« Beaux rivages » de Nina Bouraoui
« De toute façon, ni toi ni moi ne savons de quoi est fait l’amour, de quoi il est constitué, personne ne le sait d’ailleurs, c’est pour cette raison qu’en général il ne dure pas ; l’amour n’existe pas, c’est juste un reflet dans une flaque d’eau, un petit miracle que l’on croit entrapercevoir entre les ombres et qui disparaît dès que l’on s’en approche de trop près ; c’est ça l’amour, c’est tout et rien à la fois, il suffit juste de le savoir pour s’en protéger, pour ne pas avoir trop mal quand on tombe du manège enchanté. »
Adrian a quitté A. après huit années de relation pour une autre femme. A. n’arrive pas à s’en remettre : la séparation devient son obsession. Elle épie sa rivale sur son blog, de façon addictive, pour y déceler le moindre indice sur ce qu’elle est et sur sa relation avec Adrian. Après la sidération, le déni, l’espoir et la colère, Beaux Rivages est aussi l’histoire d’une reconstruction : une nouvelle rencontre permet d’amorcer la phase de résilience, la transition. Elle n’aboutit pas forcément à quelque chose de concret, de tangible mais elle a le mérite d’ouvrir la voie et de refermer la précédente.
Avec Beaux Rivages, Nina Bouraoui a voulu faire une radiographie d’une séparation. Ce pari est osé car très casse-gueule pour diverses raisons : la rupture amoureuse est un sujet éculé et, souvent, on patauge dans le glauque, dans le sentimentalisme mièvre et pleurnichard. Nina Bouraoui a réussi le tour de force de ne pas tomber dans ces pièges même si j’avoue que je n’ai pas forcément eu beaucoup d’empathie pour l’héroïne. On peut se reconnaître aisément dans diverses situations et la scène de dispute avec Adrian est pour moi un bon passage. Après, je n’ai jamais été très fan de ce type de sujet donc je n’ai pas plongé totalement dans le récit mais ce n’est absolument pas à cause du style – agréable – ou du traitement.

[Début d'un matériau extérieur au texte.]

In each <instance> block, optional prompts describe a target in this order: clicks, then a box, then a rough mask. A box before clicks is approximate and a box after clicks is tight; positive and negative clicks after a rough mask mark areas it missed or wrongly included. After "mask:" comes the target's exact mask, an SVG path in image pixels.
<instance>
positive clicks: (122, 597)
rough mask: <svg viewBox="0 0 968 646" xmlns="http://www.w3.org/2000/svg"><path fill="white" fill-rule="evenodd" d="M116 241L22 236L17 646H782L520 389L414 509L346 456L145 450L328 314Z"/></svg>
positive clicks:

Par ailleurs, j’ai beaucoup aimé le cadre temporel dans lequel s’inscrit l’histoire. L’auteure a inscrit tout le récit entre les attentats de janvier 2015 et ceux de novembre 2015. Ce choix volontaire de temporalité est sûrement une volonté de dire qu’il existe des événements beaucoup plus dramatiques qu’une rupture amoureuse mais que, pour ceux qui la vivent, elle est une catastrophe. Cet aspect me remémore un passage de la chanson Vivre ou survivre de Daniel Balavoine :
« Quand dans l’amour
Tout s’effondre,
Toute la misère du monde
N’est rien à côté d’un adieu ».
Je salue le travail de Nina Bouraoui et j’encourage tout le monde à le lire et à s’en faire son propre avis.
Nina Bouraoui – Beaux rivages – JC Lattès – 245p.